Loading and Storing Quality Checks
DQX provides flexible methods to load and save quality checks (rules) defined as metadata (a list of dictionaries) from different storage backends, making it easier to manage, share, and reuse checks across workflows and environments. For the checks table schema and relationships to other DQX tables, see Table Schemas and Relationships.
Saving quality checks to a storage
You can save quality checks defined by metadata (list of dictionaries) or generated by the profiler to various storage locations.
For the save methods to work, checks must be defined declaratively as metadata (list of dictionaries).
If you create checks as a list of DQRule objects, you can convert them to metadata format and back using the methods described here.
- Python
- Workflows
from databricks.labs.dqx.engine import DQEngine
from databricks.labs.dqx.config import (
FileChecksStorageConfig,
WorkspaceFileChecksStorageConfig,
InstallationChecksStorageConfig,
TableChecksStorageConfig,
VolumeFileChecksStorageConfig,
LakebaseChecksStorageConfig,
)
from databricks.sdk import WorkspaceClient
dq_engine = DQEngine(WorkspaceClient())
# define checks as a list of dictionaries
checks: list[dict] = yaml.safe_load("""
- criticality: warn
check:
function: is_not_null_and_not_empty
arguments:
column: col3
- criticality: error
check:
function: is_not_null
for_each_column:
- col1
- col2
# ...
""")
# save checks as a YAML file in the local filesystem (overwrite the file) using relative or absolute path
# also works with absolute and relative workspace paths if invoked from Databricks notebook or job
dq_engine.save_checks(checks, config=FileChecksStorageConfig(location="checks.yml"))
# save checks as a YAML file in arbitrary workspace location (overwrite the file) using absolute path
dq_engine.save_checks(checks, config=WorkspaceFileChecksStorageConfig(location="/Shared/App1/checks.yml"))
# save checks in a Delta table to "default" run config, append checks
dq_engine.save_checks(checks, config=TableChecksStorageConfig(location="catalog.schema.checks_table", mode="append"))
# save checks in a Delta table with specific run config for filtering (it can be any string, e.g. input table or job name), overwrite checks
dq_engine.save_checks(checks, config=TableChecksStorageConfig(location="catalog.schema.checks_table", run_config_name="main.default.input_table", mode="overwrite"))
# save checks as a YAML in a Unity Catalog Volume location (overwrite the file)
dq_engine.save_checks(checks, config=VolumeFileChecksStorageConfig(location="/Volumes/dq/config/checks_volume/App1/checks.yml"))
# save checks as a Lakebase table using a Databricks service principal
dq_engine.save_checks(checks, config=LakebaseChecksStorageConfig(instance_name="my-instance", user="00000000-0000-0000-0000-000000000000", location="dqx.config.checks"))
# save checks as a YAML file or table defined in 'checks_location' of the run config
# only works if DQX is installed in the workspace
# the run config name can be any string, e.g. input table or job name
dq_engine.save_checks(checks, config=InstallationChecksStorageConfig(assume_user=True, run_config_name="main.default.input_table"))
When using the profiler workflow to generate quality check candidates, the checks are saved to the location specified in the checks_location field of the configuration file.
Saving quality rules in a Delta table without using DQX methods
Quality rules can be stored in a Delta table as showcased above using DQEngine.
You can also store them directly in a Delta table using Spark DataFrame API.
When using DQEngine.save_checks, you can pass checks with for_each_column; DQX stores them in compact format (one row per check).
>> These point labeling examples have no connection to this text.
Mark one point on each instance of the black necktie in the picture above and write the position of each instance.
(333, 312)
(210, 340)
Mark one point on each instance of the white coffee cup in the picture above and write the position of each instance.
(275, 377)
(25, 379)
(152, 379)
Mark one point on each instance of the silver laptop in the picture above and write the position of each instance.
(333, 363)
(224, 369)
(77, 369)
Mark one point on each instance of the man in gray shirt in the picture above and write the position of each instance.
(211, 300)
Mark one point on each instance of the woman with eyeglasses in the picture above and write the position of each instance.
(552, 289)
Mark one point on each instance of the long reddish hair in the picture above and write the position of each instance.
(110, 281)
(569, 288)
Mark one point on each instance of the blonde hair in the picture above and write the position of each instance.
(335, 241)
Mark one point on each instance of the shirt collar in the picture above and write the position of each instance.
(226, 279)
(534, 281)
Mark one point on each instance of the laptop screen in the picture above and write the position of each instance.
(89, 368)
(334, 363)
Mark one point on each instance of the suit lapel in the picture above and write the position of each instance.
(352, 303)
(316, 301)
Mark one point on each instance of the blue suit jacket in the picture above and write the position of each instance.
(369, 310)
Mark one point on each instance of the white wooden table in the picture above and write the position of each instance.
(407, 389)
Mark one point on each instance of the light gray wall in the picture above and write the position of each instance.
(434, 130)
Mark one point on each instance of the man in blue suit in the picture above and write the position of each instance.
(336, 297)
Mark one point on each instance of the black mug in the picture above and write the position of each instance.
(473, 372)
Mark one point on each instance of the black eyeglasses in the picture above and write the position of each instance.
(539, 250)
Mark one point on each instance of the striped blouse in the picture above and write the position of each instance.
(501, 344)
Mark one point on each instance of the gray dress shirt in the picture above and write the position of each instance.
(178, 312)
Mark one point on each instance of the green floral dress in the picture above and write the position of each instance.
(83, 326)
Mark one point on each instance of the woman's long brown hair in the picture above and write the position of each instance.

When creating a DataFrame manually (without DQX), you can use either compact format (one row with for_each_column) or expanded format (one row per column).
The minimal schema for manual creation has no versioning columns. When you first use DQEngine.save_checks, DQX adds created_at, rule_fingerprint, and rule_set_fingerprint via ALTER TABLE if missing.
- Python
from databricks.labs.dqx.engine import DQEngine
from databricks.sdk import WorkspaceClient
from databricks.labs.dqx.config import TableChecksStorageConfig
# Minimal schema (no versioning columns). DQX adds created_at, rule_fingerprint, rule_set_fingerprint when saving.
schema = (
"name STRING, "
"criticality STRING, "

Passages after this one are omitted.